Hayat devam ediyor. Emr-i Hâk vaki olacak biz gideceğiz, çocuklarımız ve onların çocukları bu ülkede yaşamaya devam edecekler. Önümüzde bizi daha neler bekliyor, hayat bize daha neler gösterecek, bilmiyoruz. Son birkaç yılda yaşadıklarımız bile, gelecek kuşaklar için tarihî birer ibret vesikası. Siyaset de değişiyor, bırakın on yılları, aylar içinde, hatta günden güne değişebiliyor. İktidarlar da el değiştiriyor, rejimler de değişiyor. Önemli olan çocuklarımıza nasıl bir ülke bırakacağımız. Ülkemiz ve gelecek kuşaklarımız için iyi hatıralar, iyi töreler, iyi örnekler bırakmak bir görev. Yarın nasıl anılmak istiyorsak, bugün de öyle yaşamak lazım.
Karl Popper'ın “herkes kendi yaşamının, başkalarının yaşamı üzerindeki etkisinden sorumludur” diye güzel bir cümlesi var. Bu cümle bilhassa karar alma mekanizmalarında olanlar için geçerli. Kamu görevlileri kamu adına aldıkları kararlarda son derece dikkatli, titiz, duyarlı ve hakkaniyetli olmak durumundalar. Kişisel gerekçelerle, siyasi kanaatlerle alınan kararların bir başkasının hayatı üzerinde yıkıcı etkiler yapacağının bilincinde olmak lazım.

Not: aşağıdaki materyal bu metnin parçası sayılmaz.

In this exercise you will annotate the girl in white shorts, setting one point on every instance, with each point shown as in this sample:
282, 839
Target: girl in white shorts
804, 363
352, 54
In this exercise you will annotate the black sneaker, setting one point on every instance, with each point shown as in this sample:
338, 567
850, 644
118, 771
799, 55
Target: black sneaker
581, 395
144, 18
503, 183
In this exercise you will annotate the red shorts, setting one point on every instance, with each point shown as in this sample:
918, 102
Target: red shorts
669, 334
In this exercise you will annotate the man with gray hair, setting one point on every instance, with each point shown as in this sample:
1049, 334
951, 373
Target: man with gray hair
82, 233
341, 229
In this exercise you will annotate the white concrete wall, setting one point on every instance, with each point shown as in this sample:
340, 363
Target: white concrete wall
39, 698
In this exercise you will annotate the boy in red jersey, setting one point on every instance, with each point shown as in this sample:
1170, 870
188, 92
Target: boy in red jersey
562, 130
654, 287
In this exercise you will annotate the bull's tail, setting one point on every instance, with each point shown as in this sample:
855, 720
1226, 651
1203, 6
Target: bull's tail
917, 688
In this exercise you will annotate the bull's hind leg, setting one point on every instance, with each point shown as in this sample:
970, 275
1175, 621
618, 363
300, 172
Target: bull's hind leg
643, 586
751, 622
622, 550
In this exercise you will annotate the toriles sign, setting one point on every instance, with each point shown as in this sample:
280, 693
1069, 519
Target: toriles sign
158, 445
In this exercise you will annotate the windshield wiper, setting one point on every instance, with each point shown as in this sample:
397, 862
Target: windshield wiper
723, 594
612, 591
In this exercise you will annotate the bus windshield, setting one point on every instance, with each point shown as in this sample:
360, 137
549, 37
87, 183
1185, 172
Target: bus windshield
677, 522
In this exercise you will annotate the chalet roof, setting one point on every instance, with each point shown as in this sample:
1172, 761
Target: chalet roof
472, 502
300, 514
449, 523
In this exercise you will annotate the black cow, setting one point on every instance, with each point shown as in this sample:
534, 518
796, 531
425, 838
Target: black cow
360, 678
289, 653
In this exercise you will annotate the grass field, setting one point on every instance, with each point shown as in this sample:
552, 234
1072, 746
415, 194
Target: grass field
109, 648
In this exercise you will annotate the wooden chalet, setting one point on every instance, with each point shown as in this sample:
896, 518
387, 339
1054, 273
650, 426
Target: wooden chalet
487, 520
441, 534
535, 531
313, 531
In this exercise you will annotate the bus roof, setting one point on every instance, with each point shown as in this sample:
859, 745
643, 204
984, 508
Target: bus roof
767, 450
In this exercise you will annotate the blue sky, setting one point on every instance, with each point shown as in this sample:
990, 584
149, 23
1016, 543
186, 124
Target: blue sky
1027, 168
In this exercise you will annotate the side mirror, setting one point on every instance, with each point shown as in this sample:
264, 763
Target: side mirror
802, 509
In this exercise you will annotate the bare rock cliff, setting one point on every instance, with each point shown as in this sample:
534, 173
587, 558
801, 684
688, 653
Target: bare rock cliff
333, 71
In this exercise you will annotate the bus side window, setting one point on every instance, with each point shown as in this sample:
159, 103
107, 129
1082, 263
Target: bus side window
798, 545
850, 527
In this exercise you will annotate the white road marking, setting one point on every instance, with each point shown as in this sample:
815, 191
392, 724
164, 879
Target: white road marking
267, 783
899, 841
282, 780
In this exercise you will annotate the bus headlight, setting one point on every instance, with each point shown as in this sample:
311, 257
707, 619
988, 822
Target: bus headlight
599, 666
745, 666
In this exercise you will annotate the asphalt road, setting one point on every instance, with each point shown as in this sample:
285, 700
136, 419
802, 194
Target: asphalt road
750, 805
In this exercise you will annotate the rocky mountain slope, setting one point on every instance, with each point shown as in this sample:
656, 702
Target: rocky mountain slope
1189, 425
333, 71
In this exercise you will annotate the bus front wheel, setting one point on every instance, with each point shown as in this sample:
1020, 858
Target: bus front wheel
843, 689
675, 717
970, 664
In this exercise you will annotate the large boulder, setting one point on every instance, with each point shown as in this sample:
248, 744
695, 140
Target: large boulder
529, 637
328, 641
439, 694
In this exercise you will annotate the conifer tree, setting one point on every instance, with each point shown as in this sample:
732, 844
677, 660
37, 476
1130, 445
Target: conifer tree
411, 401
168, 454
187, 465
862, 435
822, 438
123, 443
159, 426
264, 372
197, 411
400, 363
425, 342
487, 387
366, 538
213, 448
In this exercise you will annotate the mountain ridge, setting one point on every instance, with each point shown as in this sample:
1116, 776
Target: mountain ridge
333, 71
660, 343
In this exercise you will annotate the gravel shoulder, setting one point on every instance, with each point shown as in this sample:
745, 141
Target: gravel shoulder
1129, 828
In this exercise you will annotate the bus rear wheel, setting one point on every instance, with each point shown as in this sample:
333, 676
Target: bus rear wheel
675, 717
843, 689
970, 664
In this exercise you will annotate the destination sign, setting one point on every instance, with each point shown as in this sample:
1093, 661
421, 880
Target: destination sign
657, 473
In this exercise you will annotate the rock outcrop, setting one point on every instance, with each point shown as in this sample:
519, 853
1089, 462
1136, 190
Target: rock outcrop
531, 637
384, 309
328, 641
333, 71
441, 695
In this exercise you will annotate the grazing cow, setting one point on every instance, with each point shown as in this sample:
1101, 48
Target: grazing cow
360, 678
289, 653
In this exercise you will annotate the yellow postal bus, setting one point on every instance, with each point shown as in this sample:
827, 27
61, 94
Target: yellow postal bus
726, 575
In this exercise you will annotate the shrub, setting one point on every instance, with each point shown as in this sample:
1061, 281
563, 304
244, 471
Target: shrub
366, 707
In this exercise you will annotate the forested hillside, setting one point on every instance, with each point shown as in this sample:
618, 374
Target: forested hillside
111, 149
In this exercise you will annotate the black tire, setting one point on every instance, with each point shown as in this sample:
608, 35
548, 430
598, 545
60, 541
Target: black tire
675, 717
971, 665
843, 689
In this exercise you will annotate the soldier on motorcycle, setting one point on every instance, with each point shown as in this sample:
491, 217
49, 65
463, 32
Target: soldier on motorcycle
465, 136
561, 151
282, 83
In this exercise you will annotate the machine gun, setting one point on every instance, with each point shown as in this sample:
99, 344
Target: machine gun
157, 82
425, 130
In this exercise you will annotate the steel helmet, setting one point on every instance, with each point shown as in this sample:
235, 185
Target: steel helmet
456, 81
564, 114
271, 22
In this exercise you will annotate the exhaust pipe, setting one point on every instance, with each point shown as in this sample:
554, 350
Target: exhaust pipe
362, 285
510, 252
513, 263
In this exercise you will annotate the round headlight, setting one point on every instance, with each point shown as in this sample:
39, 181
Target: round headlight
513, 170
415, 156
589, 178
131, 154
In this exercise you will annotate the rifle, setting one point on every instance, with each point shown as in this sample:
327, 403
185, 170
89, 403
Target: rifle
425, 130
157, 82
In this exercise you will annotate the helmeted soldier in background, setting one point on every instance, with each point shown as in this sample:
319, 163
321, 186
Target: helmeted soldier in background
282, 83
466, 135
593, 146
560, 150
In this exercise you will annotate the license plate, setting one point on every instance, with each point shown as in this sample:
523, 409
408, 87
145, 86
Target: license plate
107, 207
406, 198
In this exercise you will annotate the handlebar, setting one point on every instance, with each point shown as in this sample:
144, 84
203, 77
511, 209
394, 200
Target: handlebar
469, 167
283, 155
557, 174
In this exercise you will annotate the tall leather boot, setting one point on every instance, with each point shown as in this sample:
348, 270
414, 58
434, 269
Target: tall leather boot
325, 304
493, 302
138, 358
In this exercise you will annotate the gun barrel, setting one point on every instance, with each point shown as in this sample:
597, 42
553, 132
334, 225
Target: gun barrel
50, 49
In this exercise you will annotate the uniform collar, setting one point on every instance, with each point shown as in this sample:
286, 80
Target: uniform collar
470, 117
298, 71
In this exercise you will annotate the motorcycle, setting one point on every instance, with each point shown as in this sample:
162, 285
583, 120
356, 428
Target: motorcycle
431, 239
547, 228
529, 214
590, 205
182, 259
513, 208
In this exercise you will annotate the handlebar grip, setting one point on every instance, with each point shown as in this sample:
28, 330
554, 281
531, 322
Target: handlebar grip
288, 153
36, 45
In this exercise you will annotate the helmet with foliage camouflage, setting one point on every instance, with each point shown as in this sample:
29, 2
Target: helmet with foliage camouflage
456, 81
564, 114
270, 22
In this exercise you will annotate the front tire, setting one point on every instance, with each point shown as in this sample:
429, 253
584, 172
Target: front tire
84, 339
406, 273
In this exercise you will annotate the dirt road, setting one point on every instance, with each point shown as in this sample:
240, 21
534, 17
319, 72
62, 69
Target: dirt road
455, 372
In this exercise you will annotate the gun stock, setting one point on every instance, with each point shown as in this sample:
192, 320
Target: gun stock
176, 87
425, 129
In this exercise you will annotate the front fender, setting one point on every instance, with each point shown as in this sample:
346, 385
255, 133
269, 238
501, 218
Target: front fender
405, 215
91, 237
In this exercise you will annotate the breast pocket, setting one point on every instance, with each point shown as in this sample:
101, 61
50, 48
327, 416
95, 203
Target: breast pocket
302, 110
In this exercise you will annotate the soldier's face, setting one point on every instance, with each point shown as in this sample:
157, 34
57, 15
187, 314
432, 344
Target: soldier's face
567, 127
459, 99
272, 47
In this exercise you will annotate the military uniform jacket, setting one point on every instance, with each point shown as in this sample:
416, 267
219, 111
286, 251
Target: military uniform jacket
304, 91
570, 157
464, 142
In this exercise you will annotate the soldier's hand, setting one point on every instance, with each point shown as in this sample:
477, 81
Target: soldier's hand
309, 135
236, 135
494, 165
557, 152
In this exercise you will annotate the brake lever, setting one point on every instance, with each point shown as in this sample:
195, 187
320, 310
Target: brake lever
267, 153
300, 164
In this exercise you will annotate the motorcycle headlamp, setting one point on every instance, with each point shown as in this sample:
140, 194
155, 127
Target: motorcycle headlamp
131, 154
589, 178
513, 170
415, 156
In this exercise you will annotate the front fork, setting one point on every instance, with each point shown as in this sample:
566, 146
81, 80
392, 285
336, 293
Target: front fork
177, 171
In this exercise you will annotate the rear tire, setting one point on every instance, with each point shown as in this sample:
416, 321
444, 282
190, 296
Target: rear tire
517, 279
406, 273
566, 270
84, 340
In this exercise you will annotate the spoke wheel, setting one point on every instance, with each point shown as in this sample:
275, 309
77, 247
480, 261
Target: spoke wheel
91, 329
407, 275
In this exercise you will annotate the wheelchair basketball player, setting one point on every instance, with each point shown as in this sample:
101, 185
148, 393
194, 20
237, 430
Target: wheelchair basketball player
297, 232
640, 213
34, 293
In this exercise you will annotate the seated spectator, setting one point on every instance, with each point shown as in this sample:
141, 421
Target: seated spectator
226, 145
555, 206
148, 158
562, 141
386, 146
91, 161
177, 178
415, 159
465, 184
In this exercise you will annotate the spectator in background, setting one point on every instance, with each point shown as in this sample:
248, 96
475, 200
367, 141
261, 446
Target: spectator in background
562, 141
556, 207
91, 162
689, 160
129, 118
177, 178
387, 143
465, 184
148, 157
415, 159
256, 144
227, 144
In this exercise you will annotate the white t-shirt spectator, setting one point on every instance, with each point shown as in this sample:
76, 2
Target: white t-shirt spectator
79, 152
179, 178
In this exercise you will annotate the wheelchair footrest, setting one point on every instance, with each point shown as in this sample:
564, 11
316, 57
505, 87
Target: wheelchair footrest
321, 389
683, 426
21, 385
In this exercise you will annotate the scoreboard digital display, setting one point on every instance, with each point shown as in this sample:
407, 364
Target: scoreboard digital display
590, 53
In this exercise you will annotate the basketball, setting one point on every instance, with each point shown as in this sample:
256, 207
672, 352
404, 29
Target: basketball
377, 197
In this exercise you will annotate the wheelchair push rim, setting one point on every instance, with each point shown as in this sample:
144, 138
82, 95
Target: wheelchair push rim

Hiçbir toplum erdemler olmaksızın varlığını sürdüremez. Kamuyu ilgilendiren kararların ise toplumun iç bağlarını güçlendirmesine hizmet etmesi gerekir. Etrafımız yangın yeri ve ülkemiz çok kritik bir süreçten geçiyor. Bu yüzden iç bağlarımızı daha da güçlendirmek gibi bir zaruretimiz de var. Öte yandan “adalet”, “emniyet”, “itimat” toplumsal gelişmenin de motoru. Bu ülkeye aidiyet hisseden, ancak farklı fikir ve tasavvurları olan her bir insanımız bizim için ayrı birer değerdir. Dolayısıyla “FETÖ”yle mücadeleye gölge düşüren veya bu mücadeleyi sulandıran uygulamalardan kaçınmak gerekiyor. “Hep birlikte Türkiye olma”nın yolu ülkeye aidiyetimizi muhkem kılmaktan ve milletimiz için bunu güçlü bir enerjiye dönüştürmekten geçiyor. 'Siyaseten' kazanmak kadar 'ahlâken' kazanmanın da ne kadar önemli olduğunu “28 Şubat” sürecinden sonra çok daha iyi anlamıştık. Unuttuk mu?